Remember being a kid––a teenager old enough to remember things?  Remember how your mom or dad told you stories about the past, and being a teenager you automatically dismissed their stories because… well just because. They were your parents after all, ancient as far as you were concerned, and befuddled by all that was new. You figured they must have dreamed up these stories about the past. 

Growing up near Detroit our family often crossed the Candian border to visit my mother's family near Windsor, Ontario. We always passed a certain house on the road. My grandparents had lived there… eons before, but Mom always told me the same story about that house. My Irish Great Grandfather, his  American wife and three daughters, lived in that home for a time, when he worked for a salt mine nearby. 
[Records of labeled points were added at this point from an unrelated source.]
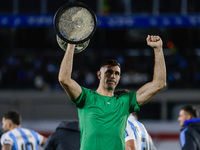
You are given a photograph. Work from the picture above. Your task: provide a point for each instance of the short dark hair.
(14, 116)
(111, 62)
(191, 110)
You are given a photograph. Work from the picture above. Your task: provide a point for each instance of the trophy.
(74, 23)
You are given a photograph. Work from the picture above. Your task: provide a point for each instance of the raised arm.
(149, 90)
(71, 87)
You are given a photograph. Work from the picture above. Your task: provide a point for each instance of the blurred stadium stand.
(30, 58)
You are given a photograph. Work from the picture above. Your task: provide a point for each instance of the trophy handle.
(78, 47)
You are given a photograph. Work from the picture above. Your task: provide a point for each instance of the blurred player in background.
(66, 137)
(190, 132)
(137, 137)
(17, 138)
(103, 116)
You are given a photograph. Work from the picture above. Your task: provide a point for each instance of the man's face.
(5, 124)
(182, 117)
(109, 76)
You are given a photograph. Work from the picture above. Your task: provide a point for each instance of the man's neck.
(105, 92)
(13, 127)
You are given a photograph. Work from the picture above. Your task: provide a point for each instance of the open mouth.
(111, 82)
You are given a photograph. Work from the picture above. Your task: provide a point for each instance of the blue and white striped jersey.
(22, 139)
(137, 132)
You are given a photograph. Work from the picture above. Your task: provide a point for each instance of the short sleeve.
(80, 101)
(133, 102)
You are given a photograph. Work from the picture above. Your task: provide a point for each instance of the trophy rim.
(59, 13)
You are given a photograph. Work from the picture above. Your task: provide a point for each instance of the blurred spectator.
(190, 132)
(66, 137)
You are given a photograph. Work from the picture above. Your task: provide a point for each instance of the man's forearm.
(159, 67)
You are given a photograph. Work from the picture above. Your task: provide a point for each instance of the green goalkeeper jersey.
(102, 119)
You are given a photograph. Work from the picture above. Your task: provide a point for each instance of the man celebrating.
(102, 115)
(17, 138)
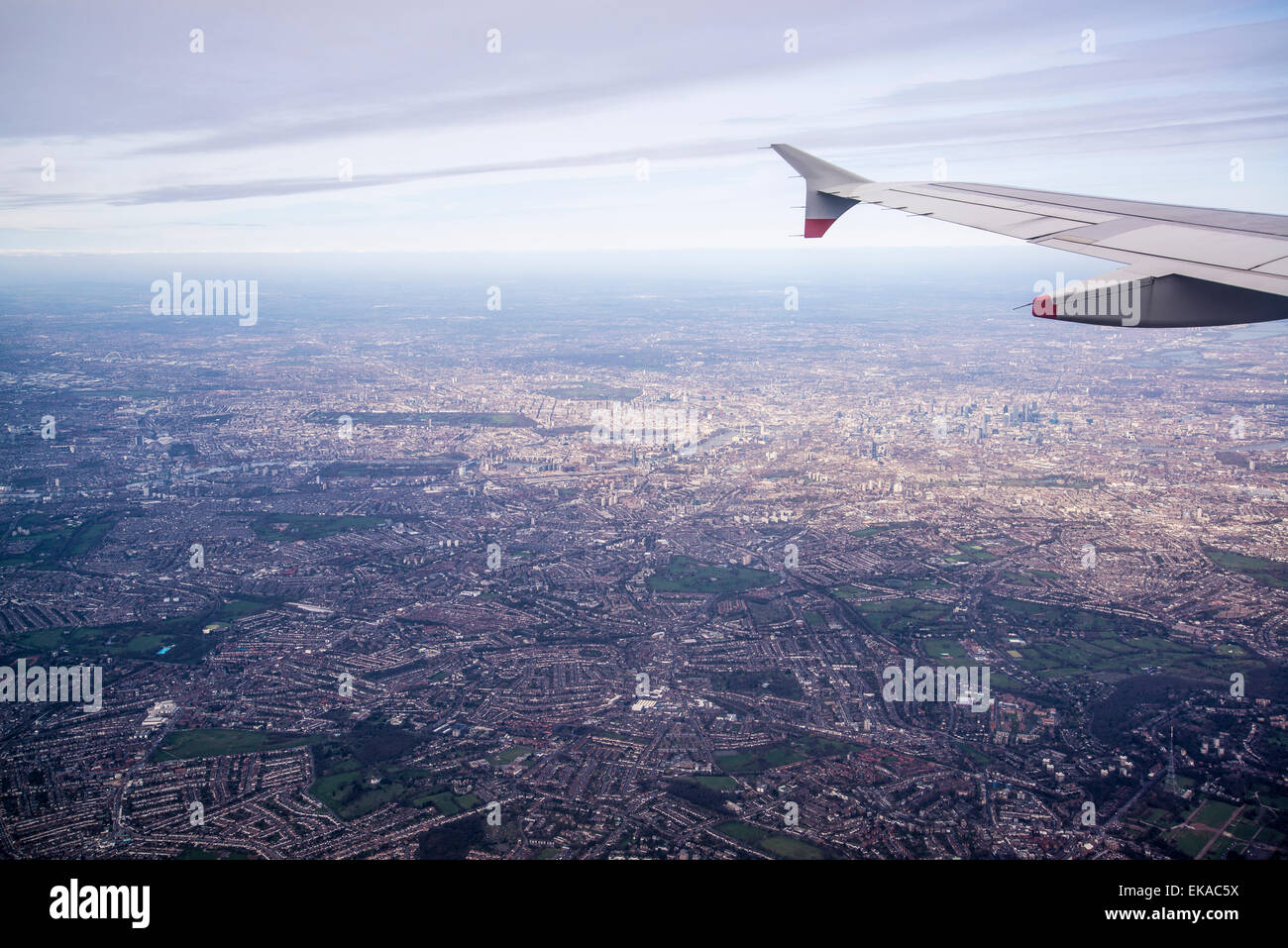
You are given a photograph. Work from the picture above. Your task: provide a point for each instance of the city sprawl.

One day a horse drawn wagon loaded with vegetables passed by that house, headed for the ferry boat and the farmer's market in Detroit. The youngest daughter flagged down the driver hoping to buy some vegetables. She ended up married to that French Canadian farmer and they had three daughters of their own. The oldest was my Mother. 

It was the story of how I might have been a Canadian, but my mind was only concerned with the Beatles song playing on the car radio. 

When Mom said my French Grandfather's ancestors were farming along the Detroit River three hundred years ago, that they lived there with the Indians, I laughed.

There was the story of how Mom became a replacement blind date. It was an outing set up by a mutual friend of my father. Her sister was supposed to go but she fell ill at the last minute. It was the Great Depression and few people had phones, so Mom was recruited to fill out the quartet. My mother went along in her sister's stead to meet the young stranger waiting at the other end of the Detroit-Windsor Tunnel. A year later they were married, and I was born an American.

There were other stories––a cousin who worked at the Pentagon for many years, my paternal Grandfather's successful upholstery business. And there were babies –– babies that died of Diphtheria and influenza, of food poisoning due to lack of refrigeration, a sister killed by an accidental gunshot. I heard the stories but they did not penetrate my frivolous teen aged heart. 

It wasn't until I threw a high school graduation party for my own daughter, that I gave a second thought to Mom's stories. My daughter asked me who all those well wishers were at our house. I could name the first even the second cousins, but then she wanted to know more. At eighteen, her mind was far more curious than mine and we began to gather family information.  

My parents were gone by then. My mother and grandmother's photo albums contained people I did not recognize. I recalled the many names Mom mentioned over the years but I'd no idea how or if we were related. 

We had the internet though, and we began to research, amazed at how many others were seeking their family too.  Our family website was contacted by my mother's cousin––the man who worked at the Pentagon. We met with him, and this time I listened to the stories––Stories about that Irish Great Grandfather, stories about the fun times he'd had visiting my mother's farm as a child. Even at ninety years old he could identify many of our old photos. He was in several of them. 

Then a kindly Canadian saw our family website. My 5th cousin, he sent me a database of 1500 names gleaned from church records in Windsor and Quebec. I sat up all that night totally spooked as generation after generation clicked by on the computer screen.  My mother was right, her French Canadian family not only went back to the beginning of Detroit, they went back to the first settlers in North America. One of them was an interpreter of Indian languages. 

Historical research proved that yes there was a Windsor Salt company near Windsor at the turn of the 20th century. And a business card in my mom's things confirmed my grandfather's Detroit upholstery business. 

I told the story of my parent's accidental blind date to my cousins (children of the ill sister) and our minds boggled with what ifs. 

I stared at the headstones of children lost in infancy, of a sister lost to a misfired gun, and felt my ancestor's loss, as I thanked God for the life we have today. 

My mother was right, right about everything. In my mind I've apologized many times for dismissing her stories. I just wish she was here now. There are still so many questions.